I can’t exaggerate how insane this is. The OPM failed to do what the average guy with a computer does. You, for example. It failed to do what every large business does. It failed to do what its own guy in charge of warning the agency warned the agency to do.

And not because it’s employees are insane, or malicious or even lazy, though some probably are one or the other. It fails in this because it is a bureaucracy, a giant federal agency, and bureaucracies operate by the wrong rules for security. The work becomes routine, 9 to 5, it’ll wait till Monday. The employees are there till they retire, hard to fire or even discipline, usually without much chance to move very far up. The employees and the agency as a whole are largely protected from the consequences of their work.

You can imagine how the failure developed.
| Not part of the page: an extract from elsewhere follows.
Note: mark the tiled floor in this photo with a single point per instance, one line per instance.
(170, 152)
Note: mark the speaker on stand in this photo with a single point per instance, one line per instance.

Money was tight and the software would last another year, and besides, switching to another system would be a royal pain with months of late nights, and who’s going to authorize that much over-time? And besides, we’ve got vacations to take. Some of the guys were worried about security problems, but they’re always worried, and we haven’t had any problems so far. The next year, the software’s still working and if you thought changing the system would be a pain then, well, it’s going to be twice the pain now. No one upstairs is pushing the issue. Why invite trouble? We moved the guys who kept yapping about it to another department. And so on, year after year.

So everyone means well, and the Chinese or some other malign power steals 21 million highly sensitive personnel records.

It is a history to remember when someone declares that the government can solve the problem of the moment. One can believe in the importance of government — and even in a thick social safety net, for that matter — while seeing how imperfect a tool it is. Look at the OPM, which couldn’t even protect its most sensitive data.